Logical scheme of the overall short-time emotion recognition concept.

The autonomic nervous system acts on the cardiovascular system modulating its electrical activity. This activity affects the heartbeat dynamics, which can be non-invasively revealed by the analysis and modeling of the RR interval series. To perform this task, we propose to consider a point-process probability density function in order to characterize cardiovascular dynamics at each moment in time. In particular, we use Wiener-Volterra nonlinear autoregressive integrative functions to estimate quantitative tools such as spectrum and bispectrum from the linear and nonlinear terms, respectively. Given the instantaneous spectra and high-order spectra, several features are combined to define the feature set, which is the input of the personalized pattern recognition procedure. Support vector machines are engaged to perform this task by adopting a leave-one-out procedure.

Algorithms

The ECG signal was analyzed off-line to extract the RR intervals24, then further processed to correct for erroneous and ectopic beats by a previously developed algorithm52. The presence of nonlinear behaviors in such heartbeat series was tested by using a well-established time-domain test based on high-order statistics53. The null hypothesis assumes that the time series are generated by a linear system. We set the number of laps to M = 8 and a total of 500 bootstrap replications for every test. Experimental results are shown in Table 1. The nonlinearity test gave significant results (p < 0.05) on 27 out of 30 subjects. In light of this result, we based our methodology on Nonlinear Autoregressive Integrative (NARI) models. Nonlinearities are intended as quadratic and cubic functions of the past RR intervals according to the Wiener-Volterra representation54,55. Major improvements of our approach rely on the possibility of performing a regression on the derivative RR series based on an Inverse Gaussian (IG) probability structure37,38,39. The quadratic nonlinearities contribute to the complete emotional assessment through features coming from the instantaneous spectrum and bispectrum56,57. It is worthwhile noticing that our feature estimation is derived from an equivalent nth-order inputoutput Wiener-Volterra model54,55, thus allowing for the potential estimation of the nth-order polyspectra of the physiological signal60 (see Materials and Methods section for details).
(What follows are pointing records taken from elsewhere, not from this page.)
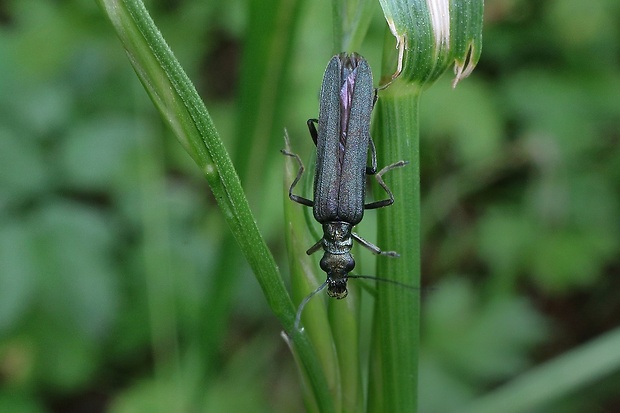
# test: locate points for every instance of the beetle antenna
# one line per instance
(386, 280)
(304, 302)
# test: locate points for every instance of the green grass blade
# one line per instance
(397, 309)
(182, 109)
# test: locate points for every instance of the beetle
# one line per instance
(342, 142)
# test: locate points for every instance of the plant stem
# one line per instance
(397, 309)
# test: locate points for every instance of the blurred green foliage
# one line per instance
(111, 248)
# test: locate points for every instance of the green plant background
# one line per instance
(112, 252)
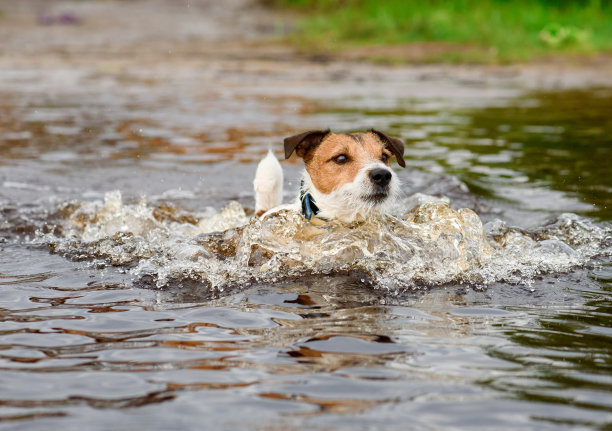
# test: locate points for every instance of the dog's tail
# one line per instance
(268, 184)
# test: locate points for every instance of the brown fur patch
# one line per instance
(360, 148)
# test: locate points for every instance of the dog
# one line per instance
(347, 177)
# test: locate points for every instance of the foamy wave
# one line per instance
(431, 244)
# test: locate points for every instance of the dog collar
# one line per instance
(309, 207)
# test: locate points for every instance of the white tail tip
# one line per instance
(268, 184)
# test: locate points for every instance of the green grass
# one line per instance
(487, 30)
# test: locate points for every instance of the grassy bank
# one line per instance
(453, 30)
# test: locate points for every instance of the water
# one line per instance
(138, 292)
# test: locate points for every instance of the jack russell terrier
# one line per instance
(347, 176)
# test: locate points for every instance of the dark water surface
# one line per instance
(83, 345)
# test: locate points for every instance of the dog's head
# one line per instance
(349, 171)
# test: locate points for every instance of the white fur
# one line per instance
(347, 203)
(268, 184)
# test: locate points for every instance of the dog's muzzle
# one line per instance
(380, 177)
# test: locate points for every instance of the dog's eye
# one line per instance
(341, 159)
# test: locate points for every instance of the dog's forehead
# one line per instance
(355, 141)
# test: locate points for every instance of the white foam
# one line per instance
(431, 244)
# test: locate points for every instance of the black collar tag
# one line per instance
(309, 207)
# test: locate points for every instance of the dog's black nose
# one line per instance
(380, 177)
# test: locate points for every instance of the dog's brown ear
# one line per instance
(396, 146)
(304, 142)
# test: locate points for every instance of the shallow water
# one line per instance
(123, 306)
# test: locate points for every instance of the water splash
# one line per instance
(430, 244)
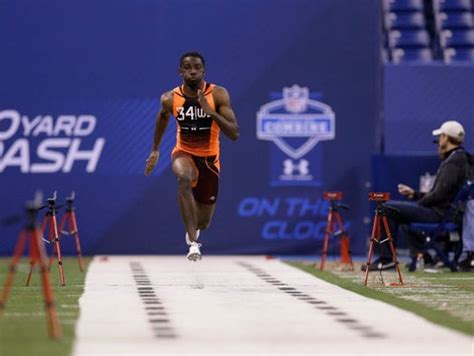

Moreover, by representing the RR series with cubic autoregressive functions, it is possible to perform a further instantaneous nonlinear assessment of the complex cardiovascular dynamics and estimate the dominant Lyapunov exponent at each moment in time61. Indices from a representative subject are shown in Fig. 5. Importantly, the NARI model as applied to the considered data provides excellent results in terms of goodness-of-fit and independence test, with KS distances never above 0.056. A comparison analysis was performed between the simple linear and NARI models considering the Sum of the Squared Distances (SSD) of the points outside the confidence interval of the autocorrelation plot (see Table 1). We report that nonlinear point-process models resulted in lower SSD on all the considered subjects. Further results reporting the number of points outside the confidence interval of the autocorrelation plot are shown in the Supporting Information.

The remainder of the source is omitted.